Il y eut un silence. Les mains nouées sur le pommeau d’or de sa canne, Don Pedro ferma à demi les yeux, dirigeant leurs minces rayons sur Morosini, puis il ricana :

— C’est peut-être ce qu’il a fait ? N’êtes-vous pas l’homme le mieux placé qui soit pour…

Il n’acheva pas sa phrase. Aldo venait de bondir sur lui, l’empoignait par le revers de son veston pour le remettre debout et le gratifiait d’un magistral coup de poing qui l’envoya au pied d’un des grands classeurs où il resta étourdi. Langlois se précipita pour l’aider :

— Vous n’auriez pas dû…

— Quoi ? Le laisser m’insulter après avoir traîné Gilles dans la boue ? J’espérais que vous me connaissiez mieux ?

— J’ignorais que vous possédiez une droite aussi fulgurante.

— La gauche n’est pas mal non plus ! Vous voulez que je vous montre ? ajouta-t-il en faisant un pas vers l’homme groggy.

— Merci ! Cela suffit ! À présent, fichez le camp avant qu’il revienne à lui et, en passant, dites à Lecoq de venir m’aider !

— Vous ne m’arrêtez pas ?

— Pourquoi ? Vous avez commis un acte répréhensible ? Moi, je n’ai rien vu ! Don Pedro vient de se trouver mal, un point c’est tout !

Aldo reprit son pardessus, son chapeau et ses gants puis sortit en se massant le poing. Il avait frappé si fort qu’il en ressentait une douleur… Mais c’était bigrement réconfortant de savoir que le commissaire était toujours son ami.

En rentrant rue Alfred-de-Vigny en taxi, Aldo était encore bouillant de colère.

— Voilà où nous en sommes, clama-t-il en arpentant le jardin d’hiver sous l’œil consterné de Mme de Sommières et de Marie-Angéline. Vauxbrun aurait concocté lui-même son enlèvement pour faucher les émeraudes disparues depuis si longtemps qu’on pourrait douter de leur existence réelle, lesquelles émeraudes il m’a refilées pour que je les fourgue le plus cher possible !

Mme de Sommières prit son petit face-à-main d’or pour considérer son neveu avec stupeur :

— Qu’est-ce que ce langage ? Refiler… fourguer !

— Puisque me voilà f… receleur, autant m’habituer sans tergiverser à mon personnage. À moi le milieu !

— L’essentiel est que Langlois ne le croie pas ! remarqua Adalbert qui arrivait et avait tout entendu en traversant les salons de la marquise, ce qui évita à Aldo de recommencer.

— C’est une bonne chose sans doute, riposta celui-ci, mais l’essentiel, pour moi, c’est de retrouver Vauxbrun… et en bon état, si faire se peut. Ce dont je commence à douter…
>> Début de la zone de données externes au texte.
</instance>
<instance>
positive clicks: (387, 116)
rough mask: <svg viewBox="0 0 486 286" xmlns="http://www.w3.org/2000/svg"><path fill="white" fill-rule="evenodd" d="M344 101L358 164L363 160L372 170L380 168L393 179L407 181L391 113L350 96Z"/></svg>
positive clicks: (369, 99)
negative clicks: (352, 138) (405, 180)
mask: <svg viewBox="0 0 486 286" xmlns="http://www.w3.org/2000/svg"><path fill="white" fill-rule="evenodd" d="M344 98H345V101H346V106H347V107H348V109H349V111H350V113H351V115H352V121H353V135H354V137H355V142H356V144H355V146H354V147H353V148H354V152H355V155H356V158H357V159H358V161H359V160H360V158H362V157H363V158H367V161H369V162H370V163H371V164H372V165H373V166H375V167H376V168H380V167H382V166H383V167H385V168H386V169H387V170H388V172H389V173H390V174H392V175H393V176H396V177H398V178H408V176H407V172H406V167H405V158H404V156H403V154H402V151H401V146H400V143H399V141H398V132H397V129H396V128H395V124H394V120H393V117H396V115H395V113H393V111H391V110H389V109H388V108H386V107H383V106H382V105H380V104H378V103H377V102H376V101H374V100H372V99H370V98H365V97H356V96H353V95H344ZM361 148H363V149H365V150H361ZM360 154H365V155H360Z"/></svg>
Il en douta plus encore quand, deux jours plus tard, les gendarmes de Fontainebleau retrouvèrent, dans la forêt, la Delahaye de louage qui était censée conduire Gilles Vauxbrun à l’église Sainte-Clotilde. Elle était vide, à l’exception du chauffeur demeuré sur son siège… où il avait brûlé avec le reste…



3


DE L’ART DIFFICILE D’INVESTIR


UNE PLACE FORTE

Marie-Angéline s’en voulait. Quel besoin avait-elle eu l’autre soir de prendre plus ou moins fait et cause pour les Mexicains en laissant échapper ce « charmant » que l’on n’avait pas manqué de juger incongru ? Était-ce sa faute à elle si, durant l’horrible séance à Sainte-Clotilde, le cousin de la mariée lui avait adressé un si beau sourire qu’elle n’avait pu s’empêcher de le lui rendre ? Il fallait tout de même se mettre à sa place – et surtout à celle des siens ! – pour admettre que Vauxbrun, en ne se présentant pas à l’église, les avait placés dans une situation impossible et qu’il était normal que des gens convenablement soucieux de leur honneur apprécient peu la situation qu’on leur imposait. Naturellement portée par sa foi chrétienne et par ses traditions familiales à prendre la défense du pot de terre contre le pot de fer, du plus faible contre le plus fort, voire du bandit d’honneur contre le gendarme, elle n’avait pas admis l’attitude immédiatement hostile de sa « famille ».

C’est ce qu’elle avait fait entendre à Mme de Sommières dès son retour de la messe le lendemain matin. Sans aller jusqu’à présenter des excuses, ce qui eût été excessif. Simplement elle tentait d’exposer son point de vue quand, l’œil vert de la marquise passant au-dessus de la tasse de chocolat, elle avait entendu :

— Je ne vous savais pas si sensible au charme mexicain ?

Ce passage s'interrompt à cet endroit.